Nein, Angst vor einer Herde wilder Bisons kennt ein Cowboy nicht», sagt Bob Lantis. «Auch wenn man die Tiere natürlich nie unterschätzen darf. Die Bullen können ganz schön angriffslustig sein.» Bereits zum 45. Mal nimmt der 81-Jährige am traditionellen Buffalo Roundup teil. Im Custer State Park in South Dakota treiben Dutzende Reiter jedes Jahr etwa 1300 halbwild lebende Bisons auf eine eingezäunte Weide zusammen. Die Jungtiere werden geimpft und gebrandmarkt. Mehr als 200 der Wildrinder werden danach zum Verkauf aussortiert. «Es ist wie eine Zeitreise in den Wilden Westen», sagt der Cowboy-Veteran, «Meine Familie würde eher Weihnachten, Thanksgiving und Ostern absagen, als den Roundup zu verpassen.»

Die Bisons lassen sich dieses Mal im Custer State Park ohne Zwischenfälle zusammentreiben. Mehrere Tausend Touristen jubeln den Reitern vom gegenüberliegenden Hügel zu, als sie endlich das Gatter hinter den Tieren schliessen. Bob Lantis winkt strahlend den Roundup-Besuchern zu.

Meterhohe Berge von Bisonschädeln
Dass der amerikanische Bison einmal zur gefeierten Touristenattraktion werden würde, war noch vor wenigen Jahrzehnten kaum vorstellbar. Mitte des 19. Jahrhunderts begannen weisse Siedler, die Präriegiganten zu Hunderttausenden abzuschlachten. Bisonjäger wie der Westernheld William Cody alias Buffalo Bill brüsteten sich damit, Tausende Tiere innerhalb weniger Monate getötet zu haben. Schwarz-Weiss-Aufnahmen aus den 1870-ern zeigen meterhohe Berge von Bisonschädeln, neben denen stolze Siedler posieren. Die geköpften, felllosen Kadaver verfaulten in der Präriesonne. Um 1900 hatten von schätzungsweise mehr als 30 Millionen Bisons, die vor der Ankunft der Europäer durch Nordamerika zogen, nur wenige Hundert überlebt.

Als die letzte wilde Herde, die vor dem grossen Schlachten gerettet werden konnte, gelten die Bisons des Yellowstone-Nationalparks. Die zotteligen Urrinder vor verschneiten Berggipfeln und dampfenden heissen Quellen sind längst zum Inbegriff des Naturerbes der Vereinigten Staaten geworden. Der Bison ist das Wappentier der US-Nationalparkbehörde und ziert die Flagge Wyomings. Ein Grossteil des Yellowstone-Nationalparks liegt auf dem Gebiet des «Buffalo States».

«Unsere Herde ist so besonders, weil in sie nie Hausrinder eingekreuzt wurden», sagt Rick Wallen. «Sie unterscheiden sich dadurch genetisch von Bisons, die auf Ranches nachgezüchtet wurden.» Der Wildbiologe mit dem grauen Rauschebart überwacht im ältesten Nationalpark der Welt mehr als 5000 Tiere. Sie sind die Nachfahren von etwa 25 Bisons, die in einem entlegenen Tal von Yellowstone überlebten.
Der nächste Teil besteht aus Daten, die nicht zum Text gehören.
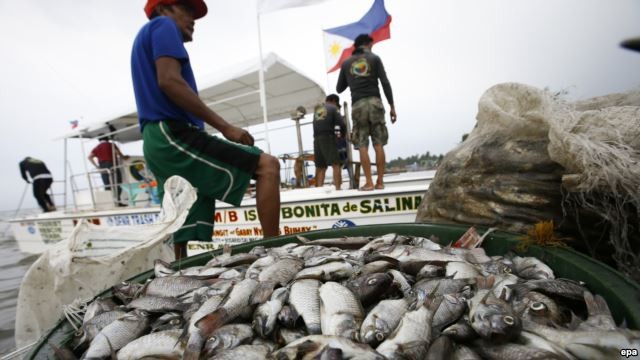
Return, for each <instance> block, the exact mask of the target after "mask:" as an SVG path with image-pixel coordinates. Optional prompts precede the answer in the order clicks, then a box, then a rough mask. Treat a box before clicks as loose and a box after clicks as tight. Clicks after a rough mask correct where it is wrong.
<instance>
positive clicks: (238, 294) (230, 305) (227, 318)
mask: <svg viewBox="0 0 640 360" xmlns="http://www.w3.org/2000/svg"><path fill="white" fill-rule="evenodd" d="M257 287H258V282H257V281H256V280H253V279H244V280H242V281H241V282H239V283H238V284H236V285H235V286H234V287H233V288H232V289H231V292H230V293H229V295H228V296H227V298H226V299H225V301H224V303H223V304H222V305H220V306H219V307H218V308H217V309H216V310H215V311H213V312H212V313H210V314H209V315H207V316H205V317H203V318H202V319H200V320H198V321H197V322H196V326H197V327H198V329H200V333H201V334H202V335H203V336H205V337H207V336H209V335H210V334H211V333H213V331H215V330H216V329H218V328H219V327H221V326H222V325H225V324H227V323H229V322H230V321H232V320H233V319H235V318H236V317H238V316H239V315H240V314H242V312H243V311H245V308H246V307H248V306H249V305H250V300H251V295H252V294H253V292H254V290H255V289H256V288H257Z"/></svg>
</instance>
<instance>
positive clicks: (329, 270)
mask: <svg viewBox="0 0 640 360" xmlns="http://www.w3.org/2000/svg"><path fill="white" fill-rule="evenodd" d="M354 271H355V270H354V268H353V265H351V264H350V263H348V262H346V261H343V262H335V261H334V262H330V263H327V264H324V265H319V266H314V267H310V268H306V269H303V270H301V271H300V272H298V274H297V275H296V276H295V278H296V279H316V280H323V281H336V280H340V279H345V278H348V277H350V276H351V275H352V274H353V272H354Z"/></svg>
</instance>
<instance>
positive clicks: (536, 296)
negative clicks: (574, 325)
mask: <svg viewBox="0 0 640 360" xmlns="http://www.w3.org/2000/svg"><path fill="white" fill-rule="evenodd" d="M513 310H514V311H515V312H516V314H517V315H518V316H519V317H520V318H522V319H529V320H532V321H536V322H539V323H541V324H543V325H551V324H560V323H561V320H562V319H561V317H562V313H561V311H560V308H559V307H558V305H557V304H556V302H555V301H553V299H551V298H550V297H548V296H546V295H544V294H541V293H539V292H535V291H530V292H528V293H526V294H525V295H524V296H523V297H522V299H520V300H517V301H513Z"/></svg>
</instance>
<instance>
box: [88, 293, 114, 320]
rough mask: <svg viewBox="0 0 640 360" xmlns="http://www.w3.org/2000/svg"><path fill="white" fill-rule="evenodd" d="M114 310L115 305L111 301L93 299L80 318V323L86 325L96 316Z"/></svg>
mask: <svg viewBox="0 0 640 360" xmlns="http://www.w3.org/2000/svg"><path fill="white" fill-rule="evenodd" d="M115 308H116V303H115V302H114V301H113V300H112V299H95V300H94V301H93V302H92V303H91V304H89V305H87V309H86V310H85V312H84V317H83V318H82V323H83V324H86V323H87V322H88V321H89V320H91V319H93V318H94V317H95V316H96V315H100V314H102V313H105V312H108V311H112V310H114V309H115Z"/></svg>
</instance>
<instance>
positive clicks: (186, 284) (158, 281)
mask: <svg viewBox="0 0 640 360" xmlns="http://www.w3.org/2000/svg"><path fill="white" fill-rule="evenodd" d="M216 281H219V280H218V279H211V280H199V279H195V278H193V277H188V276H168V277H161V278H155V279H153V280H151V281H150V282H149V283H148V284H146V286H145V289H144V293H145V295H147V296H168V297H178V296H180V295H183V294H185V293H187V292H189V291H192V290H195V289H197V288H200V287H203V286H206V285H208V284H211V283H215V282H216Z"/></svg>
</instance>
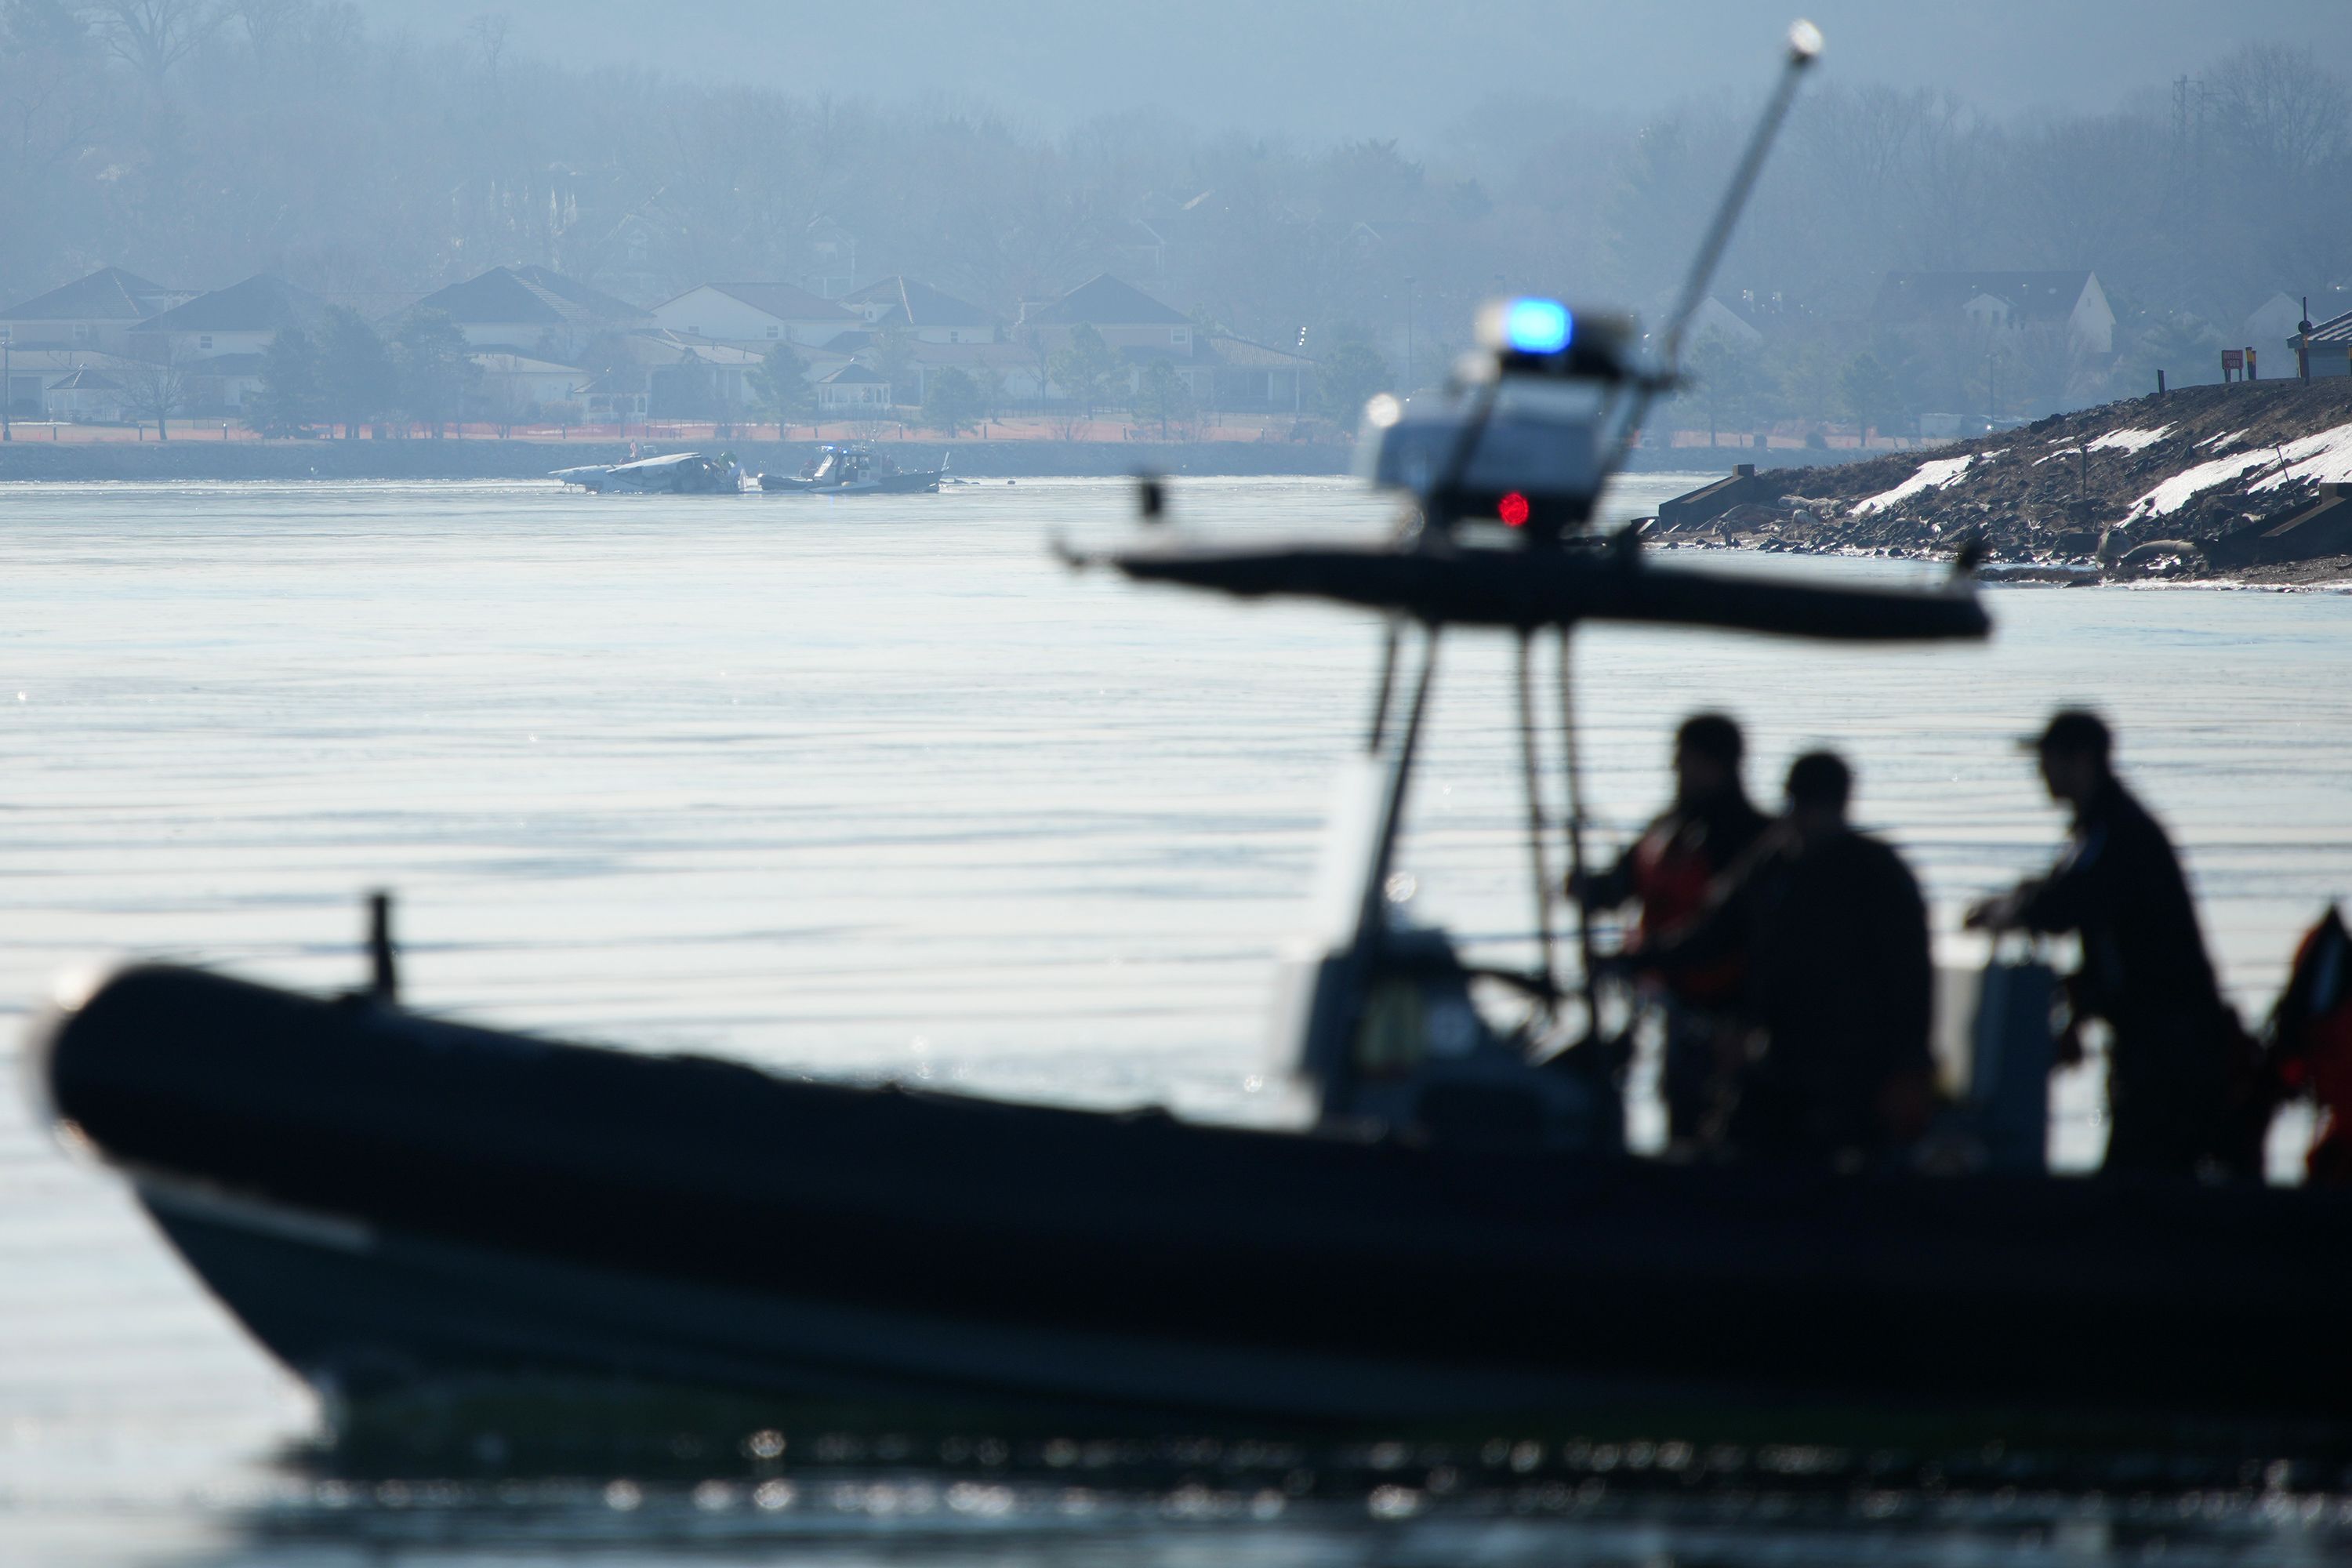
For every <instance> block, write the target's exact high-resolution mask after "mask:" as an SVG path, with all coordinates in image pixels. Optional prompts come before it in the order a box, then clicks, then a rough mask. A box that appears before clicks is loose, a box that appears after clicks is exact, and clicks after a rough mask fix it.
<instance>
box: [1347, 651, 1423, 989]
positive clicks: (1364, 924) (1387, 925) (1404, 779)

Inzwischen ist die Population wieder so gross, dass einige Gruppen über die Parkgrenzen in benachbartes Weideland eindringen. «Der Bison gilt unter Farmern und Viehzüchtern als zerstörerischer Bote der Wildnis», sagt Rick Wallen, «dagegen war er ursprünglich der wichtigste Vertreter einer Prärielandschaft im Gleichgewicht.» Wallen träumt davon, dass in Zukunft mehr und mehr Bisons über die endlosen Ebenen östlich der Rocky Mountains ziehen. Dafür müssten allerdings Rancher und Landbesitzer erkennen, dass eine Rückkehr der Wildnis auch für sie Nutzen bringt. «Ich denke, es beginnt langsam ein Prozess des Umdenkens», sagt Wallen. «Die Nachfrage nach Bisonfleisch steigt, weil es viel fettärmer und gesünder ist als Rindersteaks, und die Tiere sind an die harschen Winter viel besser angepasst. Die jüngere Generation hat immer weniger Interesse an der Landwirtschaft, und wir brauchen ein Konzept für die Zukunft.»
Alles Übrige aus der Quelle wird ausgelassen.